“It’s important that the U.S. have a policy toward Tibet because the status quo isn’t working,” McGovern, a Democrat from Massachusetts, told VOA Mandarin. “The Chinese government is just getting worse on a whole range of issues — jailing more and more Tibetans in Tibet and in the Tibetan region, so I think we need to re-assess. ... We need to start walking the walk.” China says the Himalayan region has been part of its realm for more than seven centuries and considers the Dalai Lama, the Tibetan spiritual leader, to be a dangerous separatist. Many Tibetans insist they were essentially independent for most of that time and have protested what they regard as China’s heavy-handed rule since Chinese army units crossed the Yangtze River into eastern Tibet in 1950.
Congressional visit
Last month, McGovern traveled to Nepal and the north Indian hill town of Dharamsala, where the Dalai Lama has been in exile from Tibet for almost 60 years. The eight-person House delegation led by Rep. Nancy Pelosi, a Democrat from California, wanted to make China aware that they would not stand down in their campaign for human rights in Tibet. The delegation, including a lone Republican, Wisconsin’s Jim Sensenbrenner, met with the Dalai Lama. “His Holiness is not a separatist … but he wants to go home and so do his people,” McGovern said. “China is one of the great powers of the world, they’re doing great things on climate change,” he said, adding he’s always puzzled that China “is paranoid over this monk, and paranoid over his message.”

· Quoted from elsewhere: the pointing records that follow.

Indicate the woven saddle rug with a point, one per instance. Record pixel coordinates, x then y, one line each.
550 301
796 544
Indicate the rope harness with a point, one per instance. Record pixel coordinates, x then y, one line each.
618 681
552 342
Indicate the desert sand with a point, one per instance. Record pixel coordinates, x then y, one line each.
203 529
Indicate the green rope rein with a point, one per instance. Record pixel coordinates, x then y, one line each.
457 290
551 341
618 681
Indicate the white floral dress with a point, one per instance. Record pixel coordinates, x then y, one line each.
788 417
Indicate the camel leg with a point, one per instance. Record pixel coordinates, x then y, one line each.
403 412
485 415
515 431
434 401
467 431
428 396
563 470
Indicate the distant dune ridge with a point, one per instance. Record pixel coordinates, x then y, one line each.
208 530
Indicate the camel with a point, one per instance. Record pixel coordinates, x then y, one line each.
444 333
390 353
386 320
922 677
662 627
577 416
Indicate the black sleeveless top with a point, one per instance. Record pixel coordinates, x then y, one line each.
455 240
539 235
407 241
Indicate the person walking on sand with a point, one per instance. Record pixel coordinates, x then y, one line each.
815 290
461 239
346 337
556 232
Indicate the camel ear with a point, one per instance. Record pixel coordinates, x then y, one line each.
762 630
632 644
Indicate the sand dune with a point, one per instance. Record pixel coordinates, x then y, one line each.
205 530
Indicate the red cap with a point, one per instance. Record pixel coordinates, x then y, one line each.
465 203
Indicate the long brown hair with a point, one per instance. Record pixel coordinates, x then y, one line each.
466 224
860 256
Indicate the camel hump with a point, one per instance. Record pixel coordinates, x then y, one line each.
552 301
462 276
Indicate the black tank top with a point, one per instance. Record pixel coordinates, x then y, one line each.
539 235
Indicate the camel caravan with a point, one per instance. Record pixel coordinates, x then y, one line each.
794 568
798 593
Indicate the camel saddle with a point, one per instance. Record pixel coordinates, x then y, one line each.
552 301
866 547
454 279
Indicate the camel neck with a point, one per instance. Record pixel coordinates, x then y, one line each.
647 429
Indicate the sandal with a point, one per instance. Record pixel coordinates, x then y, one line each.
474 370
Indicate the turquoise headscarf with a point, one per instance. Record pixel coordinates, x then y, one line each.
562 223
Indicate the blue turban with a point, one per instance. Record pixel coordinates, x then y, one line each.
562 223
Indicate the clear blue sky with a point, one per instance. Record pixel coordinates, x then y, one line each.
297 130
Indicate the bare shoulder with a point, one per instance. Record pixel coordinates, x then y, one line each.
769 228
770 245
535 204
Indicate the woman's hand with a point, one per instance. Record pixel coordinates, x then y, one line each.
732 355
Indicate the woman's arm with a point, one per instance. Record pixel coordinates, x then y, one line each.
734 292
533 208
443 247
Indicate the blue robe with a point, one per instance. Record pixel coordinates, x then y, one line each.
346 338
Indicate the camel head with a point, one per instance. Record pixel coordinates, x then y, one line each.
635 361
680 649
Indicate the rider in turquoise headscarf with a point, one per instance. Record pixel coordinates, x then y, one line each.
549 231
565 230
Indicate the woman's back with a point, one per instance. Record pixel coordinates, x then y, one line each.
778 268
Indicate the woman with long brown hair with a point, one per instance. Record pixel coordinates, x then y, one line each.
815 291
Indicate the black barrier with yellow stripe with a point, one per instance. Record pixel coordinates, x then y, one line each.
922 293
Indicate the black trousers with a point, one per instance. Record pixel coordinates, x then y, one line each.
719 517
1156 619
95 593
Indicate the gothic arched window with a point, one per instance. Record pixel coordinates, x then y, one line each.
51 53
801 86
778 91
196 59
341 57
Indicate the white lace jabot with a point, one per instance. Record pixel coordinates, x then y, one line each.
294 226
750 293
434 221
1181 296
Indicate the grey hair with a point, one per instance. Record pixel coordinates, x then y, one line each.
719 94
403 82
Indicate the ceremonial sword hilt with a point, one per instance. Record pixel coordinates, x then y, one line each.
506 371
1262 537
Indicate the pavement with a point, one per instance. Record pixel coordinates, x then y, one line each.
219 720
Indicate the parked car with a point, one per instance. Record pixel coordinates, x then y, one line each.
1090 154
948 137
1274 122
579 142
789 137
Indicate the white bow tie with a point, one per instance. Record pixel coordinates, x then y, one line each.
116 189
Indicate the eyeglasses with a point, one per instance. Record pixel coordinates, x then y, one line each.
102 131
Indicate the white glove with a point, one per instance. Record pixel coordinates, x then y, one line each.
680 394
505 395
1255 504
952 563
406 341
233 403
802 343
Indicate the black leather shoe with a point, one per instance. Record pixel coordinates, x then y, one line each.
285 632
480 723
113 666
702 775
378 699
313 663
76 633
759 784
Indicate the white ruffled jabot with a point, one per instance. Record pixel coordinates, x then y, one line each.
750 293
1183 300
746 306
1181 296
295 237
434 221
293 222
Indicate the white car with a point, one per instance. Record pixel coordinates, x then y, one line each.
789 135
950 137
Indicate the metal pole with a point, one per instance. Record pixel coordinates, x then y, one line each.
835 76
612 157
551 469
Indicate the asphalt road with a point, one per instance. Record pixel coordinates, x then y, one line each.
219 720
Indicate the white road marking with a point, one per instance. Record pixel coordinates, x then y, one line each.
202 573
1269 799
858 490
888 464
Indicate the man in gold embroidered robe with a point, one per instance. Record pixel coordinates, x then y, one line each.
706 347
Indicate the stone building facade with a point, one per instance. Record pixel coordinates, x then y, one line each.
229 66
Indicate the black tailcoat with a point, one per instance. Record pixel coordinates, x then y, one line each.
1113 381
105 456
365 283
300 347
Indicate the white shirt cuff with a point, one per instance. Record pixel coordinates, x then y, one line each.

Rep. Jim McGovern, D-Mass., speaks on Capitol Hill in Washington, May 7, 2014. McGovern is calling for a new U.S. policy on Tibet.
McGovern is the sponsor of the Reciprocal Access to Tibet Act of 2017. He introduced the bipartisan bill in the House in April with Congressman Randy Hultgren, a Republican from Illinois. Marco Rubio, a Republican from Florida, and Tammy Baldwin, a Democrat from Wisconsin, introduced a companion bill in the Senate.
Travel in US
McGovern described his bill as saying “we will treat you like you treat us” in that it calls for restricting where Chinese can visit in the United States in the same way China restricts United States officials, journalists and other citizens in Tibetan areas of the People’s Republic of China. “If China wants its citizens and officials to travel freely in the U.S., Americans must be able to travel freely in China, including Tibet,” McGovern echoes on his website. He also wants the U.S. to “publicly call on the Chinese government to restart the direct dialog that used to exist between the Chinese government and the Tibetan people. That needs to be restarted.”